Социально-политическим суждениям Поприщина соответствуют его мнения в области морали, а равно и в области культуры. По части морали он «идеолог» взяток, у него в душе – прямо-таки культ взятки, с которым соперничает лишь культ канцелярского благолепия. «Я не понимаю выгод служить в департаменте. Никаких совершенно ресурсов» (отметим этот канцелярский эвфемизм – вместо «взяток», – притом псевдообразованного стиля). И далее – захлебывающиеся слова о великолепных взятках, перепадающих чиновникам губернских правлений, гражданских и казенных палат, восторг и зависть по отношению к чиновнику этих злачных мест, могущему обчистить «так, что только одну рубашку оставит на просителе». И весь мирок чинуш, с его взятками, сплетнями, грязью и прочими прелестями, возникает перед читателем в коротких записях Поприщина, для которого отношения в его департаменте замыкают весь свет: ведь и сплетни насчет отношений казначея с его кухаркой (которая бьет казначея по щекам) в глазах Аксентия Ивановича едва ли не существеннее сообщений о политических волнениях Парижа, и ведь «это всему свету известно», то есть не события в Париже, а сплетня о казначее. И весь день, вся жизнь – день за днем – этих получеловеков нам видны: «служба» – бессмысленное скрипение пером, подхалимство, шуточки, мысли о «выгодах», – затем фланирование по улице и поиски дешевых «похождений», затем дома – «Пчелка» и безделье, иногда – «Александринка». И так – до смерти. И для Поприщина это и есть норма жизни. И он разделяет идеал «кавалерства» на улице. «Что это за бестия наш брат чиновник! Ей-богу, не уступит никакому офицеру: пройди какая-нибудь в шляпке, непременно зацепит». Ну, а домашние занятия Поприщина известны. Он записывает как о существенном занятии: «До́ма большею частию лежал на кровати» (октября 4); «После обеда большею частию лежал на кровати» (ноября 9); «К вечеру я пришел домой. Большею частию лежал на кровати» (ноября 12); «Большею частию лежал на кровати и рассуждал о делах Испании» (декабря 8).

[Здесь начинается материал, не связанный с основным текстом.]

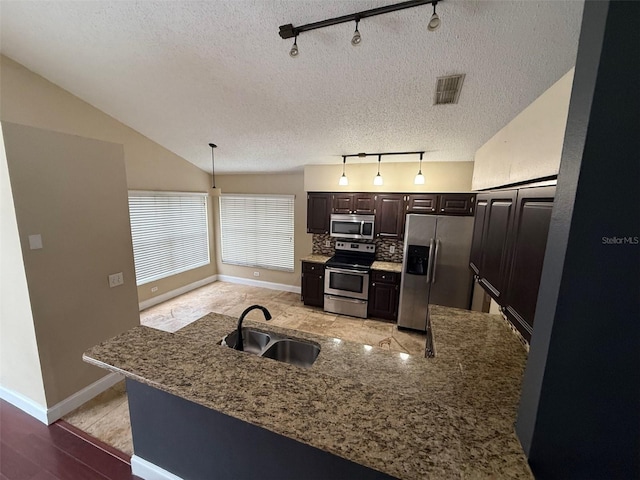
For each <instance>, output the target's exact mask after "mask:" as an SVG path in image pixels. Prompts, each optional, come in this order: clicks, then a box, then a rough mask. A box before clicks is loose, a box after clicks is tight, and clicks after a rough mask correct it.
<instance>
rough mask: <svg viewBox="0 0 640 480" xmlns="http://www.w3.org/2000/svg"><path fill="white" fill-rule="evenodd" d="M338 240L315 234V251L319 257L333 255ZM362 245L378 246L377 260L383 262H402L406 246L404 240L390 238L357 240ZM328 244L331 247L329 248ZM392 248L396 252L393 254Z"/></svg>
mask: <svg viewBox="0 0 640 480" xmlns="http://www.w3.org/2000/svg"><path fill="white" fill-rule="evenodd" d="M336 240H338V239H336V238H335V237H332V236H330V235H328V234H319V233H314V234H313V251H312V253H314V254H317V255H329V256H331V255H333V254H334V253H335V246H336ZM356 241H357V242H360V243H373V244H375V246H376V260H378V261H381V262H398V263H401V262H402V252H403V249H404V244H403V242H402V240H390V239H388V238H384V239H382V238H377V239H375V240H356ZM327 242H329V243H328V245H329V246H327ZM391 247H395V251H394V252H393V253H391Z"/></svg>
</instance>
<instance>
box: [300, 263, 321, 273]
mask: <svg viewBox="0 0 640 480" xmlns="http://www.w3.org/2000/svg"><path fill="white" fill-rule="evenodd" d="M323 272H324V265H323V264H322V263H313V262H302V273H317V274H322V273H323Z"/></svg>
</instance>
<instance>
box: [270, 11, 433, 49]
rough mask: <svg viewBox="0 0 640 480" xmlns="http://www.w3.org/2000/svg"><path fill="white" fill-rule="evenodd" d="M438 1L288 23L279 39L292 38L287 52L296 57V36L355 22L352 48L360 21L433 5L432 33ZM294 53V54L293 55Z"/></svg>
mask: <svg viewBox="0 0 640 480" xmlns="http://www.w3.org/2000/svg"><path fill="white" fill-rule="evenodd" d="M439 1H442V0H409V1H407V2H401V3H396V4H393V5H386V6H384V7H378V8H372V9H371V10H364V11H362V12H357V13H352V14H349V15H342V16H341V17H335V18H328V19H327V20H321V21H319V22H313V23H307V24H306V25H300V26H299V27H294V26H293V24H291V23H288V24H286V25H280V31H279V34H280V38H282V39H285V40H286V39H288V38H293V39H294V44H293V47H292V49H291V51H290V52H289V54H290V55H291V56H292V57H296V56H298V52H299V51H298V45H297V40H298V35H300V34H301V33H303V32H308V31H310V30H317V29H318V28H324V27H330V26H332V25H338V24H340V23H347V22H355V24H356V29H355V32H354V35H353V37H352V39H351V44H352V45H353V46H357V45H360V43H361V41H362V36H361V35H360V32H359V31H358V24H359V23H360V20H362V19H363V18H367V17H374V16H376V15H383V14H385V13H391V12H397V11H398V10H404V9H407V8H413V7H419V6H420V5H433V15H432V16H431V18H430V19H429V22H428V24H427V30H428V31H430V32H433V31H434V30H436V29H437V28H438V27H440V23H441V21H440V17H439V16H438V15H437V14H436V5H437V4H438V2H439ZM294 51H295V54H294V53H293V52H294Z"/></svg>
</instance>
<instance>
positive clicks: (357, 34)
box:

Поприщин не чужд и отношений к культуре. Суждения на этот счет он тоже черпает из «Северной пчелы». Эти суждения устойчивы, безапелляционны, снисходительны и игривы. В «Пчелке» Поприщин «читал очень приятное изображение бала, описанное курским помещиком. Курские помещики хорошо пишут». Или еще: «Дома большею частию лежал на кровати. Потом переписал очень хорошие стишки: «Душеньки часок не видя, Думал, год уж не видал; Жизнь мою возненавидя, Льзя ли жить мне, я сказал». Должно быть, Пушкина сочинение». Это – то же, в сущности, стандартизованное и свышеразрешенное отношение к Пушкину, что у тех «ученых и воспитанных» офицеров, описанных в «Невском проспекте», которые «любят потолковать о литературе; хвалят Булгарина, Пушкина и Греча» – то есть диким образом объединяют в своем пошлейшем непонимании Пушкина с гнусными «деятелями» реакции, которых Гоголь и ненавидел и презирал. Поприщин пониже этих офицеров и по положению в обществе, и по средствам своим, и по культуре; он и не претендует на ученость; но его литературные представления повторяют, в еще более примитивном виде, тот же штампованный официозный стандарт.